Apply fn to each example.

Example usage:

data = [2, 5]
data.map(lambda x: x + 10)
# yields: 12, 15
data.map(lambda x: x + 10, num_parallel_calls=8)
# same results but will use more cores
data = [{"a": 2, "b": 1}, {"a": 5, "b": 3}]
data.map(lambda x: x + 10, selector="a")
# yields: {"a": 12, "b": 1}, {"a": 15, "b": 3}
data.map(lambda x: x + 10, selector="a,b")
# yields: {"a": 12, "b": 11}, {"a": 15, "b": 13}

Parameters:

fn (Callable[[Any], Any] | Sequence[Callable[[Any], Any]]) – The function to apply. If it’s a list of function, they will be automatically chained. .map([f1, f2]) is the more efficient version of .map(f1).map(f2)
selector (str | None) – The column to apply the function to. Several columns can be specified by separating them with a “,”. See Column Selection for more details.
num_parallel_calls (int) – The number of examples to process in parallel.

Return type:

Self

prefetch(num_examples)[source]¶

Prefetch examples in the background while the current example is being processed.

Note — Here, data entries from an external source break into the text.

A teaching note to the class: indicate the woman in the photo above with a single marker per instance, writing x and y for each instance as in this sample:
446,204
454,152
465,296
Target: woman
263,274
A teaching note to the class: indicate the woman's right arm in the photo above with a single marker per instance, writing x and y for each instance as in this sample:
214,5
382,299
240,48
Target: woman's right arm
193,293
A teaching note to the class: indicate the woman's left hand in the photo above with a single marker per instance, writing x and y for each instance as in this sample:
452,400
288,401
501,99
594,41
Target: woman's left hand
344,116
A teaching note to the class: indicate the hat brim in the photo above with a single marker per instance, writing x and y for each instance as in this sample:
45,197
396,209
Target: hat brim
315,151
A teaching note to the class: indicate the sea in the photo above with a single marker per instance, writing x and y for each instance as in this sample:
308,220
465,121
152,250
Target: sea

Parameters:: num_examples (int) – The number of examples to prefetch.
Return type:: Self

repeat(num_repeats=None, reset_rng=False)[source]¶

Repeats the sequence of pipeline examples num_repeats times.

Parameters:

num_repeats (int | None) – The number of times to repeat examples. If None, repeats infinitely.
reset_rng (bool) – If True, upon repeats, resets all random number generators in pipeline.

Return type:

Self

shard(shard_idx, num_shards, allow_uneven=False)[source]¶

Read only 1/num_shards of the examples in the data pipeline.

Parameters:

shard_idx (int) – The shard index.
num_shards (int) – The number of shards.

Return type:

Self

shuffle(shuffle_window, seed=None)[source]¶

Shuffle examples using a fixed sized buffer.

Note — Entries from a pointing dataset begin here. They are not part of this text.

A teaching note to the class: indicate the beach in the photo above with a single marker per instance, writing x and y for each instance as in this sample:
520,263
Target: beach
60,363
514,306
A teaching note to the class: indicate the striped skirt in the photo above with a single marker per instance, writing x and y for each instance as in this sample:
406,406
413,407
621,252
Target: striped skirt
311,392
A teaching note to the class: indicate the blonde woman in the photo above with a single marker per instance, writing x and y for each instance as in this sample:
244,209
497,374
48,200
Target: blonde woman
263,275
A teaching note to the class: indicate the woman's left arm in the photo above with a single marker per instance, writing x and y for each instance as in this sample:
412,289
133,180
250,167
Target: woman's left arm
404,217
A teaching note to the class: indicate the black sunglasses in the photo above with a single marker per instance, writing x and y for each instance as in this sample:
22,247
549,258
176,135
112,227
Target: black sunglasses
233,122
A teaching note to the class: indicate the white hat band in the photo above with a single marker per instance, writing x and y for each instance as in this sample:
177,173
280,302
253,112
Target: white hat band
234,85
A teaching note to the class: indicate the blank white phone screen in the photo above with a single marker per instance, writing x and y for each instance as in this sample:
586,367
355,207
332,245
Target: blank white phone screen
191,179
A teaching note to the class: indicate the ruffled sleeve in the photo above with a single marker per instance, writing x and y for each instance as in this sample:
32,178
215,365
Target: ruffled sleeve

Parameters:: shuffle_window (int) – The size of the intermediate buffer used for shuffling. Examples will be randomly sampled from this buffer, and selected examples will be replaced with new examples. If 0, all examples will be loaded into memory for full shuffling.
Return type:: Self

skip(num_examples)[source]¶

Skip num_examples examples.

Return type:: Self

take(num_examples)[source]¶

Return at most num_examples examples.

Return type:: Self

yield_from(fn)[source]¶

Map every example to a data pipeline and yield the examples returned from the mapped data pipelines.

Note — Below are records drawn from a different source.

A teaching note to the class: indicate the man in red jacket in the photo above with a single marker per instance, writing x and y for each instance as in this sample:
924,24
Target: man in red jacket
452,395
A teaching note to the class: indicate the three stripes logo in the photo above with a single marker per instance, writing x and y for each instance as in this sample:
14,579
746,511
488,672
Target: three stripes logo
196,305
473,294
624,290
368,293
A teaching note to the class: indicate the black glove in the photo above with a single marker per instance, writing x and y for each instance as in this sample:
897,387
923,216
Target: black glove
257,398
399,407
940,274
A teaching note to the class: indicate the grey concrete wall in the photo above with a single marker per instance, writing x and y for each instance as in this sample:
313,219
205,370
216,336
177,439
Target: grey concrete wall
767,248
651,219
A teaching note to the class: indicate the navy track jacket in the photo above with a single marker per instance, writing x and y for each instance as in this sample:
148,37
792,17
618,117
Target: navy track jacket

Parameters:: fn (Callable[[Any], DataPipeline]) – The function to map examples to data pipelines.
Return type:: Self

and_return(max_num_warnings=0)[source]¶

Return a new DataPipeline instance.

Return type:: DataPipeline

final class fairseq2.data.data_pipeline.Collater(pad_value=None, pad_to_multiple=1, overrides=None)[source]¶

Bases: object

Concatenate a list of inputs into a single inputs.

Used to create batches. If all tensors in the input example have the same last dimension, Collater returns the concatenated tensors.

Otherwise pad_value is required, and the last dimension of the batch will be made long enough to fit the longest tensor, rounded up to pad_to_multiple. The returned batch is then a dictionary with the following keys:

{
    "is_ragged": True/False # True if padding was needed
    "seqs": [[1, 4, 5, 0], [1, 2, 3, 4]]  # "(Tensor) concatenated and padded tensors from the input
    "seq_lens": [3, 4]  # A tensor describing the original length of each input tensor
}

Collater preserves the shape of the original data. For a tuple of lists, it returns a tuple of batches. For a dict of lists, it returns a dict of lists.

Parameters:

pad_value (int | None) – When concatenating tensors of different lengths, the value used to pad the shortest tensor
pad_to_multiple (int) – Always pad to a length of that multiple.
overrides (Sequence[CollateOptionsOverride] | None) – List of overrides CollateOptionsOverride. Allows to override pad_value and pad_to_multiple for specific columns.

__call__(data)[source]¶

Concatenate the input tensors

Return type:: Any

class fairseq2.data.data_pipeline.CollateOptionsOverride(selector, pad_value=None, pad_to_multiple=1)[source]¶

Bases: object

Overrides how the collater should create batch for a particular column.

Useful if not all columns should use the same padding idx, or padding multiple. See Collater for details.

Parameters:: selector (str) – The columns this overrides applies to. See Column Selection for details on how to specify columns.

__init__(selector, pad_value=None, pad_to_multiple=1)[source]¶

final class fairseq2.data.data_pipeline.FileMapper(root_dir=None, cached_fd_count=None)[source]¶

Bases: object

For a given file name, returns the file content as bytes.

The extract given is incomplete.